言うまでもない……そのためにここまできたのだから。
「スイ、レア、貴女達には感謝の言葉もないわ……本当にありがとう。後は私の仕事……身命に代えても、止めて見せるわね」
もう出発するだけだったのだが、王女がスイ達に声をかけたことで、王女に言っておかなければならないことを思い出した。
「……行く前に言っておかなくちゃいけないことがある。
僕は開戦を止めるために城に行く。だから、その障害は排除する。
もしも王女様の説得にも話し合いにも応じず、邪魔するようなら、僕は相手がどんな人間であっても容赦しない……殺すつもりでいる。必要とあらば城ごとでも……それが例え、王女様の父親である王であったとしても」
行くメンバーを背に乗せたところで、全員に聞こえるように宣言する。
国という拠り所を、場合に因っては破壊すると。
ライカと王女以外の全員が、その言葉に息を飲む。
わかっていたとはいえ、もしかしたらヴェルタ王国滅亡の引き金となるかもしれないということを再認識したのだろう。
しかし王女だけは違った。
王女は逡巡することなく、即座に答える。
「はい。それで構いません。

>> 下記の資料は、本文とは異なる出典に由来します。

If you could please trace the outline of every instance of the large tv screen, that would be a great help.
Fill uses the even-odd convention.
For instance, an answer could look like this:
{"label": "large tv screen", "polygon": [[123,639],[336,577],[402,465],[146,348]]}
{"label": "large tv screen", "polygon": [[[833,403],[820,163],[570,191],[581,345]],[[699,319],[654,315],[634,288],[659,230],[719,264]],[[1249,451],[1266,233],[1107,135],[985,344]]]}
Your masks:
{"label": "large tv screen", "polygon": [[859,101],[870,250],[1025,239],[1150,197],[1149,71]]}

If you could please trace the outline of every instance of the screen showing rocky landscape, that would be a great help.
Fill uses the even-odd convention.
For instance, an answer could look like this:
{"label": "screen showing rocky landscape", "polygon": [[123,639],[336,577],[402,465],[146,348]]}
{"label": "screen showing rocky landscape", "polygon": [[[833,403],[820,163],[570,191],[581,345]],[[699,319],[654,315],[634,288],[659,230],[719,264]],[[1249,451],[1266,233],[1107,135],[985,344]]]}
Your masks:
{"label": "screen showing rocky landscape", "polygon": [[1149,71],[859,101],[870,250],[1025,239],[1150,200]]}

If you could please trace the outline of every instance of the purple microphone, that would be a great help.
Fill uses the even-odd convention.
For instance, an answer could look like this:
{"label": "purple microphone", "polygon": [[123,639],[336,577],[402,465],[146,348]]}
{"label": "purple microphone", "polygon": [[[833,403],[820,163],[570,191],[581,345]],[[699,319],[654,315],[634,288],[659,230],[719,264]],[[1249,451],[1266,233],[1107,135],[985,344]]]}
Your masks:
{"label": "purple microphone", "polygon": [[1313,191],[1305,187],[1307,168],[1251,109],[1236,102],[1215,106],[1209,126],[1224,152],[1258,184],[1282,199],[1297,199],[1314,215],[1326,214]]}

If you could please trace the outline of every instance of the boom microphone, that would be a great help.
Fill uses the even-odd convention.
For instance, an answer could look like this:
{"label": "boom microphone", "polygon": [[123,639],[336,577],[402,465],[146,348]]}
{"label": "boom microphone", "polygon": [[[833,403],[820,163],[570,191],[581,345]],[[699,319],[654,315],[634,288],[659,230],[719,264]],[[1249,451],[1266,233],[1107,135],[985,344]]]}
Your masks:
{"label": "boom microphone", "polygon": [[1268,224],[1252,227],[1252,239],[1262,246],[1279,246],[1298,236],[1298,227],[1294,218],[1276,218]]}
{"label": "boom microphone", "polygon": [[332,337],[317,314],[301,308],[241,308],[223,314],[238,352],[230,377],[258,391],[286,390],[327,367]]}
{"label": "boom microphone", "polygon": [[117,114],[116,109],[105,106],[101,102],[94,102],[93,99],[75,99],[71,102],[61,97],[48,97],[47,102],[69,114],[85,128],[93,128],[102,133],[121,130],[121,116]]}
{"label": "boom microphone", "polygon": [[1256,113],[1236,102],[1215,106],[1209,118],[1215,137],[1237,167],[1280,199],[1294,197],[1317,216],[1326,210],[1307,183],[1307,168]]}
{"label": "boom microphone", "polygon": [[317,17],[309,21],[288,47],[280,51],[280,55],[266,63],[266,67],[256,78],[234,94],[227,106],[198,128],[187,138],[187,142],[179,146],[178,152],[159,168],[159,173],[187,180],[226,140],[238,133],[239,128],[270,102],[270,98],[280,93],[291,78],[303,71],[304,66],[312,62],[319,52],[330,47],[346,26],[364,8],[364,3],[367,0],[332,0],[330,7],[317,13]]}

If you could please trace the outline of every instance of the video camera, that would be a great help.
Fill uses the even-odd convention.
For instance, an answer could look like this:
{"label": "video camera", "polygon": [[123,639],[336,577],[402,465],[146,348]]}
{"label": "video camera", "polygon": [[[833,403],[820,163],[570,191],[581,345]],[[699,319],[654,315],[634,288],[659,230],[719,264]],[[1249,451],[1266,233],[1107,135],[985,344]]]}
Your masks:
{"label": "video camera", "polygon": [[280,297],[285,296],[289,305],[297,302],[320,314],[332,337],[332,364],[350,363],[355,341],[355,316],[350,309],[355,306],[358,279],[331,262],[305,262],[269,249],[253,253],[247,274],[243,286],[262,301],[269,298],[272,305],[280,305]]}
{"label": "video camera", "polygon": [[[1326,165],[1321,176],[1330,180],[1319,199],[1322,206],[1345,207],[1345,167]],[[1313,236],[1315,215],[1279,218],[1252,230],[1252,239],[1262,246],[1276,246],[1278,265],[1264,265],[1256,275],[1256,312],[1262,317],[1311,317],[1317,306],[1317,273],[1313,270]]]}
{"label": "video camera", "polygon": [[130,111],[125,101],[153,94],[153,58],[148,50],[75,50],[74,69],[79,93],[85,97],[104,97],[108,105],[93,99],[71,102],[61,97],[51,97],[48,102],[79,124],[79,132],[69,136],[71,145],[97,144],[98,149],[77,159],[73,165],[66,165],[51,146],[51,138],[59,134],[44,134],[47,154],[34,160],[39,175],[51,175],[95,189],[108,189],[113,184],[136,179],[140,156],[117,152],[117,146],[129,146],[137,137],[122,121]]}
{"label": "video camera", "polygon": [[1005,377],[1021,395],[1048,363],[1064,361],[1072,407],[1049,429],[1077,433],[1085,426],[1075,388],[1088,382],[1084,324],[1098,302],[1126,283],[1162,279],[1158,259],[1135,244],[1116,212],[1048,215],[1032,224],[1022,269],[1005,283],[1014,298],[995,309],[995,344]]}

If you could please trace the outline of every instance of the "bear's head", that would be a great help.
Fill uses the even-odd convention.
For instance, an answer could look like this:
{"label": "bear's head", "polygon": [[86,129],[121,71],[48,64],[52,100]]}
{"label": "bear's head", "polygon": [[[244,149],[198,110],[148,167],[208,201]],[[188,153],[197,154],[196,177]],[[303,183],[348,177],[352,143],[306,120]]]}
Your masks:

もしも私の予想に反し、私のことを抜きにして本当に父王が乱心したのであれば、その責は負わねばなりません。
そうでなくても王を焚きつけ、民を戦禍に追いやろうとしたこの件の首謀者や主犯格の負った罪は重い……民の痛み、その身を以って味わってもらわなければ、民は納得しないでしょう。

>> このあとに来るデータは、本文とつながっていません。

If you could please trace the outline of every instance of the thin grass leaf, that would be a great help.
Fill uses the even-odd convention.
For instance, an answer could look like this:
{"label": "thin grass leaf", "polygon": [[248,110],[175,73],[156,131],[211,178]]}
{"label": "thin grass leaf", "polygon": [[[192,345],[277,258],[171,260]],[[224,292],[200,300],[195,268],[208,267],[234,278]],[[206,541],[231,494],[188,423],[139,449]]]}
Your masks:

身分のあるものだからこそ、厳しく重罰に処す必要がある。抵抗したのならもう酌量の余地はない……情けなど一切無用、どうぞ御遠慮なく……」
場合に因っては自身を愛してくれている父親を殺すと宣言したのに、迷い無い声だった。
さっきも自分の命を躊躇い無く使うと言ってのけた。
その時と同じ、覚悟の強さ。
自分と同じ、優先順位を決めている者の気概。
だが、王女の最優先は自分と同じではない。
自身の命よりも、国よりも、友よりも、そして家族よりも……民を守ること。
シェリアと同じ、自分や自分の大切な者を犠牲にしてでも、何も知らない人々を守ろうとする決意。
自分は仲間の命が最優先。
言い換えれば、他人は二の次ということだ。
王女やシェリアの民を想う気持ちと比べると狭量と思われるかもしれない。
自己中心的、自分勝手と思われるのかもしれない。
……でも、この件に関しては自分はそうは思っていない。
ただ一人を想うことと、多くの人を想うこと。
どちらがいいのか、正しいのかなんて、他者が決められることじゃない。
個を犠牲にして多数を選ぶことを尊いと言う人もいれば、
結局はそれぞれが培ってきた価値観の違いなのだ。
一概にどれが正しいと断ずることなど出来はしない。
正しいと思うもの、大切なものの価値、そうしたものはその人にしか決められないのだから。
だから、自分は自分の思うようにやる。
母上が教えてくれた、自分は自分でいていいという言葉の通りに。
王女の決意はわかった。
その強さも。
これ以上言う必要は無いだろう。
「ふむ。幻術は問題なさそうだな。今回はかなりの強度で掛けておいたから、私と同等以上の能力が無ければ、ここにいる人間以外は看破できんはずだ」
「……よし。じゃあ行くよ」
ライカが幻術をかけたことを確認すると、不安そうな表情の残り組みに見送られながら上昇を始める。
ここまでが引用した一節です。